Tatjana lernte trotz ihrer Mehrfachbelastung sehr schnell und beendete mit 27 Jahren ihr Studium als Jahrgangsbeste. Nur kurze Zeit später kränzte sie ihre Ausbildung durch Dissertation. Diese hatte als Thema den Nachweis auf Tierorgane bei der Kosmetikherstellung verzichten zu können. Bei Tierschützern baute sie sich so eine größere Lobby auf, in der eigenen Firma aber stieß sie auf wenig Gegenliebe. Trotzdem erhielt sie wenig später eine Festanstellung, die ihr ein ausreichendes Einkommen sicherte.
Fortan arbeitete Tatjana in der Abteilung zur Herstellung von Kosmetika. Dabei lernten Kollegen ihr offenes Wesen und ihre Sachlichkeit schätzen. Dies war keinesfalls selbstverständlich, da sich etliche Mitarbeiter dem totalitären Firmenstil eher anpassten, um nicht zu sagen, anbiederten. Jeder in der Firma versuchte seine Arbeit so gut wie möglich, aber ohne großes Aufsehen zu verrichten. Kollegen gegenüber verhielt man sich eher zurückhaltend, bei Vorgesetzten rang man um Anerkennung. Dabei konnte einem der Hinweis auf eine Untugend eines Kollegen durchaus zum Vorteil gereichen. Die Schlüsselpositionen der mittleren Führungsebene belegten genau die Leute, die mit den Oberen am besten kommunizierten. Dabei war der Verrat eines Kollegen durchaus karrierefördernd.

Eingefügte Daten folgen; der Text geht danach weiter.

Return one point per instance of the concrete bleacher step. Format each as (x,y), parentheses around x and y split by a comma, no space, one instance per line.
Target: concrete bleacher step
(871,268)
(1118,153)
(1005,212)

Es kam vor, dass Mitarbeiter von eigenen Kollegen erpresst wurden. Eine junge Frau, die als Alleinverdienende zusammen mit ihren Eltern wohnte, sollte eines Teil ihres Einkommens abtreten, weil sie eine der Cremetuben unerlaubt mit nach Hause genommen hatte. Trotz ihrer Beteuerungen, die beinahe wertlose Tube wiederzubringen, wurde sie beim firmeneigenen Werkschutz gemeldet. Sie wurde entlassen, während der Verräter vor versammelter Mannschaft belobigt wurde. So gesehen war die gesamte Firma ein Riesensumpf. Tatjana bekam aufgrund ihrer anfänglichen Naivität davon zunächst nichts mit. Dies sollte sich aber ändern.